Lorentzian universes from nothing, are spacetimes with a single spacelike boundary that nevertheless have smooth Lorentzian metrics. They are the Lorentzian counterpart of spacetimes with no past boundary that appear in the Hartle-Hawking prescription for a wavefunction of the universe. One can always choose metrics for which these Lorentzian spacetimes have no closed timelike curves; time nonorientability is then their only causal pathology. Classically, such spacetimes are locally indistinguishable from their globally hyperbolic covering spaces, and the initial-value problem for classical fields is globally well defined.

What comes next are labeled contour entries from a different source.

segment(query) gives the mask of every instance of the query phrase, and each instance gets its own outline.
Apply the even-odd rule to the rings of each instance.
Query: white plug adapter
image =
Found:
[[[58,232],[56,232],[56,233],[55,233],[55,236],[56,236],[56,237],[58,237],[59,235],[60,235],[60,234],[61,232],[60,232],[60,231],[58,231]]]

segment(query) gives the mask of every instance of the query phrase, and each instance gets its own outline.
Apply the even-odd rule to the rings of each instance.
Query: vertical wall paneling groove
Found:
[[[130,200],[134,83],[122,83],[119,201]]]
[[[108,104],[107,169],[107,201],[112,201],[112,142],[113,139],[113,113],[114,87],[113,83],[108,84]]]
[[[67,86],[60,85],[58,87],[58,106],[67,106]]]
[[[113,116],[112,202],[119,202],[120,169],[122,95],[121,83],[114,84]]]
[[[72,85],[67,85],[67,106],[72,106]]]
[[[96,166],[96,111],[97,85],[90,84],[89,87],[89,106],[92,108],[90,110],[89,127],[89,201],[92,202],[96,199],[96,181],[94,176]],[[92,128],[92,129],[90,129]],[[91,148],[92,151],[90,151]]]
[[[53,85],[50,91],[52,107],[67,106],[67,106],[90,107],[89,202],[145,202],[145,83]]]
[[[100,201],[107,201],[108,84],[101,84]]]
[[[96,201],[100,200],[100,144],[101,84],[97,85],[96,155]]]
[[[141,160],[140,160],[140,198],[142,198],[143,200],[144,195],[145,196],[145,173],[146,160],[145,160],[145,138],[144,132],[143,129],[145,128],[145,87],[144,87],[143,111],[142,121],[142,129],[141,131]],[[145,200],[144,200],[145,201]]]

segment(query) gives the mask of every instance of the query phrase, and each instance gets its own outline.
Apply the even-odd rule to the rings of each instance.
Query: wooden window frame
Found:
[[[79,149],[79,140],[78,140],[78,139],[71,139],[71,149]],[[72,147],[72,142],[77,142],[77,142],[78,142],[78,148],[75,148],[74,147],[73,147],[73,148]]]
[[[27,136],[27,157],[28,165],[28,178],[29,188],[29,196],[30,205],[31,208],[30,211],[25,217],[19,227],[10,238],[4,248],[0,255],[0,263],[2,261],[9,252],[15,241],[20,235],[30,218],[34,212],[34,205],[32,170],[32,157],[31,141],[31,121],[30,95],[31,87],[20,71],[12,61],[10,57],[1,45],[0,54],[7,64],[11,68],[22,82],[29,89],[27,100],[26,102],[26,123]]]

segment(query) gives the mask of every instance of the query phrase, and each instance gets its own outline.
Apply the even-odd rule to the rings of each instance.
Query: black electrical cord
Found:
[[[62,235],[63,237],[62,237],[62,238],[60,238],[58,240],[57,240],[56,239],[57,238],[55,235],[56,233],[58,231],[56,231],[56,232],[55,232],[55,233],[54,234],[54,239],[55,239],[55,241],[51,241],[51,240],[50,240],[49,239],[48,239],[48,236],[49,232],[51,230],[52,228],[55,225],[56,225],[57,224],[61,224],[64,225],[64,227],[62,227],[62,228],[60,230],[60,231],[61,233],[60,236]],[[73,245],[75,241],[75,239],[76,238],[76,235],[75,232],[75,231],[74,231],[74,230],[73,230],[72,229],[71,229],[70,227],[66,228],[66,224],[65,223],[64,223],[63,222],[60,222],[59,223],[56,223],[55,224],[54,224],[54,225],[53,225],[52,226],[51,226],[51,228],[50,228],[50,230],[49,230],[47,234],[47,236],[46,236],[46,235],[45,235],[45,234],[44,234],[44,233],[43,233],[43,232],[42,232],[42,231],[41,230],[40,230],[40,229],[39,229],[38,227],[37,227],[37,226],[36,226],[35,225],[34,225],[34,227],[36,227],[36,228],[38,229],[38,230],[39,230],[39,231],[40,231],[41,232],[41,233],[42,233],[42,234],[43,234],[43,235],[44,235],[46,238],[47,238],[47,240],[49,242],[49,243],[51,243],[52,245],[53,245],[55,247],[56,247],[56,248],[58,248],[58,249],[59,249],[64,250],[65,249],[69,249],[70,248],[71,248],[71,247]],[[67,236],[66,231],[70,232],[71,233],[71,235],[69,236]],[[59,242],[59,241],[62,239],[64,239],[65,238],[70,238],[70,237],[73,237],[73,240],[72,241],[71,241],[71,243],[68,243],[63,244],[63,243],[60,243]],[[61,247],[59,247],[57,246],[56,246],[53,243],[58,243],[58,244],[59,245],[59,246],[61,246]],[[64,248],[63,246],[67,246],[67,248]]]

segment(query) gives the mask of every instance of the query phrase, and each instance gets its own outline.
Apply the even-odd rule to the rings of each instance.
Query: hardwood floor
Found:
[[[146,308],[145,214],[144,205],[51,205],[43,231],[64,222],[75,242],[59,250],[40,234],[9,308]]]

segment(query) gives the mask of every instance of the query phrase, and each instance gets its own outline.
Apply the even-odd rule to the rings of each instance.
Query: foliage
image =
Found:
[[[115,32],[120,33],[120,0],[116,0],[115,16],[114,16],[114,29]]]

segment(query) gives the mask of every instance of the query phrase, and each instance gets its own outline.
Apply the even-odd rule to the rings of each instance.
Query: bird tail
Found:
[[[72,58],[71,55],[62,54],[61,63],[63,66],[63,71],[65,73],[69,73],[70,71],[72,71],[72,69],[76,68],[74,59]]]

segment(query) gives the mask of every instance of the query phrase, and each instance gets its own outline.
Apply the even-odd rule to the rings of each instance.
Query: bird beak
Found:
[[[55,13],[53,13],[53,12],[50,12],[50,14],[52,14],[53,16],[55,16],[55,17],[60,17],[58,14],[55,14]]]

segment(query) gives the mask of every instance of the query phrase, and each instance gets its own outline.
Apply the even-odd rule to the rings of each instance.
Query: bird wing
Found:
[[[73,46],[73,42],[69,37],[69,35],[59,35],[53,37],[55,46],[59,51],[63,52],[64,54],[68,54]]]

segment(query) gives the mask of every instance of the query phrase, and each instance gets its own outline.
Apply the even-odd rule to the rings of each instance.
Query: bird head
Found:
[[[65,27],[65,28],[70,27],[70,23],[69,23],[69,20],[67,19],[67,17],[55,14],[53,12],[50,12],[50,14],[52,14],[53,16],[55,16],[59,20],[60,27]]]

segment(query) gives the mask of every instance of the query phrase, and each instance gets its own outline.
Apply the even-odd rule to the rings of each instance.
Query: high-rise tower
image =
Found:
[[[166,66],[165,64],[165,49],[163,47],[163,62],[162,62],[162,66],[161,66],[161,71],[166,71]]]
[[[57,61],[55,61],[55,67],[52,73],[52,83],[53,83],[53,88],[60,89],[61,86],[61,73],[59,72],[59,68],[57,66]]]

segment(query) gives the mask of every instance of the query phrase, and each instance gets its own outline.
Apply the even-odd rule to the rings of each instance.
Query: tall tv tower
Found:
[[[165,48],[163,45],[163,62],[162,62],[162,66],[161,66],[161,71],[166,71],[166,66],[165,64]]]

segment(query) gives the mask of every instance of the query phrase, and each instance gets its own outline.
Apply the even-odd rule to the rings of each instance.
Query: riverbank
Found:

However, the construction of a quantum field theory (QFT) is more problematic. One can define a family of local algebras on an atlas of globally hyperbolic subspacetimes. But one cannot extend a generic positive linear function from a single algebra to the collection of all local algebras without violating positivity. The difficulty can be overcome by restricting the size of neighbourhoods so that the union of any pair is time orientable. The structure of local algebras and states is then locally indistinguishable from that of QFT on a globally hyperbolic spacetime. But the theory allows too little information to fix the global evolution of a state, because correlations between field operators at a pair of points are defined only if a curve joining the points lies in a single neighbourhood.

One could hope that the difficulties are restrictions on the observables in a generalized sum-over-histories approach, but the conjecture remains unexplored.